B. Join a Multi-Channel Network (MCN)

An MCN is essentially the equivalent of a record label in the YouTube world. They “sign” channels to their network, where in exchange for a share of the money generated from your videos in your channel, they provide a whole raft of services that support your growth on your YouTube channel. This includes but is not limited to:

  • Channel Optimisation & Management
  • Audience Growth & Development
  • Partner Support (email support)
  • In-House Ad Sales Team (to sell ads at higher rates or more frequently to increase revenues)
  • Production Services
  • Cross-Promotion across the Network

The benefits:

  • MCNs can decide whether to monetise only the videos on your channel or to also monetise other videos using your content (called User Generated Content or UGC videos). By having the option to monetise UGC, this increases your revenues across YouTube.
  • Most MCNs will have a helpdesk or support desk that you can email or call to help you with any issues you have on your channel. This can be helpful in a crunch when you’re planning to put a scheduled video live, or when you need access to expert knowledge about YouTube that’s just not available in YouTube’s help section or in online forums.
  • If you’ve borrowed content (either music or video content) that you don’t own, and you didn’t get permission from the person that owns that content to upload it to YouTube, you can potentially share in some of the money from your video still. The original owner will still receive a share, but you can also share some of the ad money generated as well. Compared to the YouTube Partner Program where all of the money goes to the original content owner, some money is better than none.
  • If you’ve borrowed content that you don’t own, and you DID get permission from the person that owns the original content, then the MCN can help you monetise the video and you get all of the money, and don’t necessarily need to share the ad money generated from your video. This all comes down to what was agreed in the license from the original content owner, but the option to be able to collect all of the money is pretty sweet!

The drawbacks:

  • I have to say a few words here given my experience working on YouTube for almost five years now, that the reputation of MCNs has never been the best. Just like record labels, all have their drawbacks and criticisms. I’m not going to point fingers at some MCNs being better or worse than others, you can search online in forums and especially on Reddit where there’s some heavy criticisms of people having signed to MCNs.

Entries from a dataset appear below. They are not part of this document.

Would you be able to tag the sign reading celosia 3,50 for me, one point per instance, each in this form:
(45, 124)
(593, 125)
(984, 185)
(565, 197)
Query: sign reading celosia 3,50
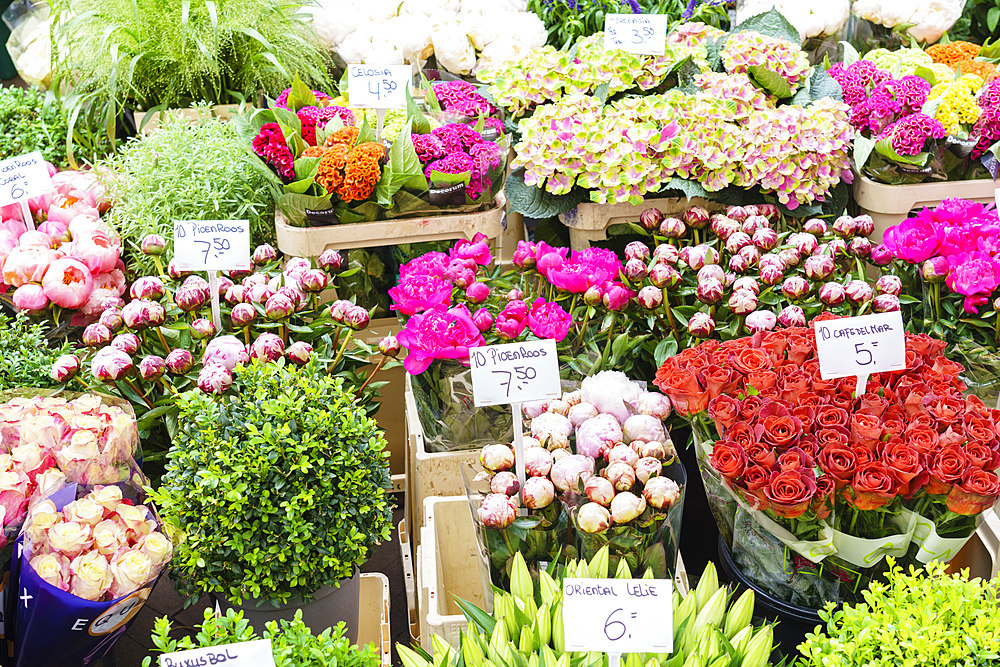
(515, 372)
(642, 34)
(23, 177)
(618, 615)
(212, 245)
(861, 346)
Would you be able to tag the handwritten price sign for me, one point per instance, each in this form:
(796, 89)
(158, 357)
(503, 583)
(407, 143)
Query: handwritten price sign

In reality, all MCNs come in different shapes and sizes and are located in different parts of the world, are funded differently, sign particular channels over others (only music, gaming or beauty blogging channels for example), and provide different levels of support. What I can say is that, through Laika, we’re trying our best to change that image by providing transparent reporting and a high level of customer service for our channels. By being open and providing an ethical service, we hope that creators will want to work with us and grow with us for the long term rather than a short term.